Galliano liga um bom foda-se e faz tudo ao contrário, do seu jeito. Não como antes, porque é melhor. É mais intenso, mais emocional, mais habilidoso. Primeiro, pelo tempo em que a coleção foi feita: ao longo de um ano, prazo impensável para grandes marcas, até na alta-costura.
Maison Margiela Artisanal, verão 2024. Foto: Divulgação
Maison Margiela Artisanal, verão 2024. Foto: Divulgação
Maison Margiela Artisanal, verão 2024. Foto: Divulgação
Segundo pela imagem provocadora, incômoda, pesada de carga emocional e psicológica. E ainda assim, dotada de uma beleza extrema. Com roupas de aparência simples e familiar, nada diferente do resto da temporada, a coleção desafia as convenções sobre beleza, ignora as políticas de postagem de algumas redes sociais. Alguns looks da coleção serão certamente censurados pelo Instagram.
E se o ato do vestir é similar à expressão artística, no sentido de apresentar visualmente o que se passa lá dentro, como fica essa história quando o que é interno não se conforma ou não se encaixa no que é aceito lá fora? Como a gente adapta o corpo, a personalidade, os sentimentos às fórmulas virais que estão trending?
John Galliano aponta caminhos para essas respostas através dos seus corsets apertadíssimos, enchimentos, alusões a bonecas, ao BDSM – ambos orbitam em torno da objetificação do desejo –, e todo o contorcionismo e atuação dos modelos.

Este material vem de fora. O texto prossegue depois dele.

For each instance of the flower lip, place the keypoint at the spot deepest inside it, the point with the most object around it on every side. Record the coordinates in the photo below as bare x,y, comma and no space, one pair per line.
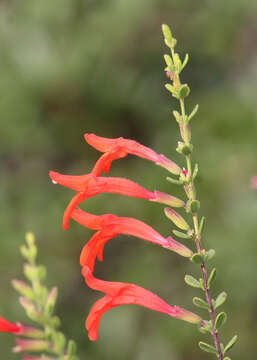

Maison Margiela Artisanal, verão 2024. Foto: Divulgação
Maison Margiela Artisanal, verão 2024. Foto: Divulgação
Maison Margiela Artisanal, verão 2024. Foto: Divulgação
Tinha a mulher caminhando plena com um sobretudo que parecia feito de papelão molhado (era de organza de seda texturizada), o homem molhado, tremendo de frio, com guarda-chuva virado para cima e a garota com bandagens e gesso na cabeça, tirando e colocando o chapéu freneticamente.
Com o casting mais diverso (embora timidamente) nesta semana de alta-costura, a coleção é uma celebração de belezas, corpos, personalidades e desejos livres, desviantes, desafiadores e jamais conformados com manual de uma vida baseada em curtidas e engajamento.
Maison Margiela Artisanal, verão 2024. Foto: Divulgação
Maison Margiela Artisanal, verão 2024. Foto: Divulgação
Maison Margiela Artisanal, verão 2024. Foto: Divulgação
Fazia tempo que um desfile não causava impacto duradouro na nossa memória. Será que nos acostumamos com apresentações pasteurizadas e formulaicas, sem provocações e sem risco nenhum?
Lembra do inverno 2024 masculino da Loewe? Do discurso sobre como a internet nivelou tudo por baixo e deixou tudo igual, como se todo conteúdo tivesse de seguir a mesma cartilha de boas práticas? É isso.
Afinal, quem disse que a moda é sempre feliz e sorridente? Sempre bonitinha, arrumada e incapaz de provocar emoções mais intensas?